Topographic attributes override impacts of agronomic practices on prokaryotic community structure

While topography can infer erosion potential, the practice of conventional agronomic management can trigger accelerated erosion and pose major threats to soil assets such as biodiversity. The majority of farmlands in Upper-Eastern Ghana are moderately hilly and highly susceptible to erosion. This study pioneered the comparative and interactive effects of topography and conventional versus conservation agriculture practices (reduced tillage, main crop and cover crop, crop residue retention vs. removal) in treatments amended with 0, 40, and 80 kg ha(-1 )N on soil physicochemical properties and microbiota. Topography imposed profound shifts in soil physiochemical properties and prokaryotic community structure. Foot-slope soils harbored higher prokaryotic rich-ness and diversity compared to the up-slope. Bacillaceae (28.95%) and anaerobic bacteria increased in relative abundance in foot-slope soils, while Micrococcaceae (25.79%) gained prominence in up-slope soils. The effect of tillage was significant in foot-slope while crop rotation was influential in up-slope soils on structuring the pro-karyotic community. The interactive effect of slope x tillage was significant in altering soil physiochemical properties, but not prokaryotic community structure.
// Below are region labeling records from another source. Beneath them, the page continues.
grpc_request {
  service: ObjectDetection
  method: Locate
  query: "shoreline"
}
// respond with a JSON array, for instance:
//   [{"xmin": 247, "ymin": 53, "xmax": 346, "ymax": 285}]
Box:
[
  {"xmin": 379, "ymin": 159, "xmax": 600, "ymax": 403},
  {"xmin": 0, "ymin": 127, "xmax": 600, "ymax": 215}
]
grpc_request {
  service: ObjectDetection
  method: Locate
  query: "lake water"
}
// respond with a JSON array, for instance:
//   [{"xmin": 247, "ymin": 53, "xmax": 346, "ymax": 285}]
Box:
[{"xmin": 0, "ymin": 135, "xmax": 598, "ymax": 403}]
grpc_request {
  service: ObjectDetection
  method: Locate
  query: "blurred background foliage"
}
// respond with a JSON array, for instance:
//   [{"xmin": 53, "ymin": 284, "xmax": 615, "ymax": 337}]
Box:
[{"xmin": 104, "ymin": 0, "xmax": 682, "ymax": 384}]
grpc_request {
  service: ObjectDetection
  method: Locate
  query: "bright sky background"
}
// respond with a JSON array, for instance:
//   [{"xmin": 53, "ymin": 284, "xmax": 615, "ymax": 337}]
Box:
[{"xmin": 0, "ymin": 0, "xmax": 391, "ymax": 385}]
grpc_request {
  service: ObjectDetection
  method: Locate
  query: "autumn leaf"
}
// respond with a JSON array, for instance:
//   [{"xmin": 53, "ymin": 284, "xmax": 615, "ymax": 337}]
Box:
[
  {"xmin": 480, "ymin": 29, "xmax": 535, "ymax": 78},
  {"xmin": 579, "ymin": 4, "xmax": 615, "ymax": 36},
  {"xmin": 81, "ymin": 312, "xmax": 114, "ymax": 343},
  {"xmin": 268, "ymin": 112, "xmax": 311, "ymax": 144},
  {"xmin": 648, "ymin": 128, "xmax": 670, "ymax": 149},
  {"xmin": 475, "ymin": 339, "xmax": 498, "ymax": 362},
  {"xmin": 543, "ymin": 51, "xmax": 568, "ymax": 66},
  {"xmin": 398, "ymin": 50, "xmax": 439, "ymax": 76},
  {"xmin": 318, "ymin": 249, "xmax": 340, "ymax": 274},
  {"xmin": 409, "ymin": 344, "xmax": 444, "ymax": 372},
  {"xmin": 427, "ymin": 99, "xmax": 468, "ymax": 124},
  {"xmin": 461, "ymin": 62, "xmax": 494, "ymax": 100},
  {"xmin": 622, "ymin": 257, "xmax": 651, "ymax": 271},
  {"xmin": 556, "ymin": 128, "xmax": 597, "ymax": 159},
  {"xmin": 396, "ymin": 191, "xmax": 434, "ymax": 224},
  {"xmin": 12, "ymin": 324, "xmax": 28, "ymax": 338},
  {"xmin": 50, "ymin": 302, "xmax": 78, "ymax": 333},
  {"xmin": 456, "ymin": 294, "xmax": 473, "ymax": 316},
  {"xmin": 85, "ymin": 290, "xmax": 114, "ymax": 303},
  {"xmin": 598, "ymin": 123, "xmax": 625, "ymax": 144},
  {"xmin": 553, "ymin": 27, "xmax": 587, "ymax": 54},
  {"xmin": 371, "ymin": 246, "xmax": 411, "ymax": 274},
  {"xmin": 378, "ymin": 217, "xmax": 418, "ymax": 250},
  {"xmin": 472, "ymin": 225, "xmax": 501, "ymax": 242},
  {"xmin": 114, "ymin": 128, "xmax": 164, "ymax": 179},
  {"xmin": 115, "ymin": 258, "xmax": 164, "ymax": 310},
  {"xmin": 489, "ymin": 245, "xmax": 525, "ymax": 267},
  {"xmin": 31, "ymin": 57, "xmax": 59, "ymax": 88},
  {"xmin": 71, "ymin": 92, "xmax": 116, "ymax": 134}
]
Variation in prokaryotic community composition was explained by soil physiochemical properties (14.5%), elevation as a proxy for topography (11.3%), and spatial distance (10.8%), but rather weakly overall by agronomic practices. Among the soil physicochemical properties, pH, clay content, total C%, volumetric water content, temperature, cation exchange capacity, and NO3--N were relevant factors influencing the soil microbiota. Geomorphic and soil edaphic properties appeared to interact and were the primary triggers of variation in soil microbiota and their responses to the range of agronomic practices that incorporated conservation management outcomes.

Automated summary

This study focused on the comparative and interactive effects of topography and conventional versus conservation agriculture practices on soil physicochemical properties and microbiota. The results showed that topography had a profound influence on soil properties and microbial communities. Different tillage and crop rotation practices had different effects on prokaryotic community structure in different topographic conditions. Soil physicochemical properties, elevation, and spatial distance played important roles in shaping the microbial composition.